Embodiments of the techniques introduced here may be provided as a computer program product, which may include a machine-readable medium having stored thereon non-transitory instructions which may be used to program a computer or other electronic device to perform some or all of the operations described herein. The machine-readable medium may include, but is not limited to optical disks, compact disc read-only memories (CD-ROMs), magneto-optical disks, floppy disks, ROMs, random access memories (RAMs), erasable programmable read-only memories (EPROMs), electrically erasable programmable read-only memories (EEPROMs), magnetic or optical cards, flash memory, or other type of machine-readable medium suitable for storing electronic instructions. Moreover, embodiments of the present invention may also be downloaded as a computer program product, wherein the program may be transferred from a remote computer to a requesting computer by way of data signals embodied in a carrier wave or other propagation medium via a communication link.
The phrases “in some embodiments,” “according to some embodiments,” “in the embodiments shown,” “in other embodiments,” “in some examples,” and the like generally mean the particular feature, structure, or characteristic following the phrase is included in at least one embodiment of the present invention, and may be included in more than one embodiment of the present invention. In addition, such phrases do not necessarily refer to the same embodiments or different embodiments.

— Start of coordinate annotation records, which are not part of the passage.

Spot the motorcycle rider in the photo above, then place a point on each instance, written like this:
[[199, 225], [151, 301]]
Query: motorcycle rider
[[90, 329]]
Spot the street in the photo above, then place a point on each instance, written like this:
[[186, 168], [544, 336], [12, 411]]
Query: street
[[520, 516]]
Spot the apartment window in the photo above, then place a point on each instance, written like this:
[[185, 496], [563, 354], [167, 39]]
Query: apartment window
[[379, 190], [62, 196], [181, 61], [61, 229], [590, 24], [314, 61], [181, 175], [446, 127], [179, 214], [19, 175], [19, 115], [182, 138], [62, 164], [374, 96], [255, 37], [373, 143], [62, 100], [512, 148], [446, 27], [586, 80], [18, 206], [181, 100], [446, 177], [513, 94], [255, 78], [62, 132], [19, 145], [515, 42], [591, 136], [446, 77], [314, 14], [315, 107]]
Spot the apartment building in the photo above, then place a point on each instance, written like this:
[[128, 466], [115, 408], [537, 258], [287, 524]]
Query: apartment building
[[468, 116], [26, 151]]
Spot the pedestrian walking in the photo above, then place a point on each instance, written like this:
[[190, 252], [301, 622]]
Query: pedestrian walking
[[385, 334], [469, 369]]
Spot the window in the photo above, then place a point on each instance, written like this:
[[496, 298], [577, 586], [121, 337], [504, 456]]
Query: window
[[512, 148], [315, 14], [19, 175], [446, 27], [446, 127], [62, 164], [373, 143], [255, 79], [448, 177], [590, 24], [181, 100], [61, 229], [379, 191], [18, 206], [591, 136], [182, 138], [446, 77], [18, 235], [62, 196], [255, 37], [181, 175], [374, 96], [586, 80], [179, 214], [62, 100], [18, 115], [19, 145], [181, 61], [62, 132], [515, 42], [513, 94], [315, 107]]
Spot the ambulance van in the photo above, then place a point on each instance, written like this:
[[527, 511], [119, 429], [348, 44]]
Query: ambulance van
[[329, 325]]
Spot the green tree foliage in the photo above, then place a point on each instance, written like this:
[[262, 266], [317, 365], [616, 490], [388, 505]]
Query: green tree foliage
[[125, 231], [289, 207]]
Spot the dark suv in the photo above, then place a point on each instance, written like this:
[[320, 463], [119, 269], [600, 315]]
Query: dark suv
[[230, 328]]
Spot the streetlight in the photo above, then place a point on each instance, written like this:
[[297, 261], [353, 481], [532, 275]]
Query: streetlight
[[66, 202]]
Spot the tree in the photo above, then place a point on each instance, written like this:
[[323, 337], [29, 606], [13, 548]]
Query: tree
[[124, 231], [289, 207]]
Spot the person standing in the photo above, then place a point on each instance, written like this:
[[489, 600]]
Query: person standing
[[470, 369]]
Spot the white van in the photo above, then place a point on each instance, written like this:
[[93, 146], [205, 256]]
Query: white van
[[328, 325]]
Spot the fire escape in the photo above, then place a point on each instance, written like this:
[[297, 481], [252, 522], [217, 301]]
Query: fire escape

While detailed descriptions of one or more embodiments of the invention have been given above, various alternatives, modifications, and equivalents will be apparent to those skilled in the art without varying from the spirit of the invention. For example, while the embodiments described above refer to particular features, the scope of this invention also includes embodiments having different combinations of features and embodiments that do not include all of the described features. Accordingly, the scope of the present invention is intended to embrace all such alternatives, modifications, and variations as fall within the scope of the claims, together with all equivalents thereof. Therefore, the above description should not be taken as limiting the scope of the invention, which is defined by the claims.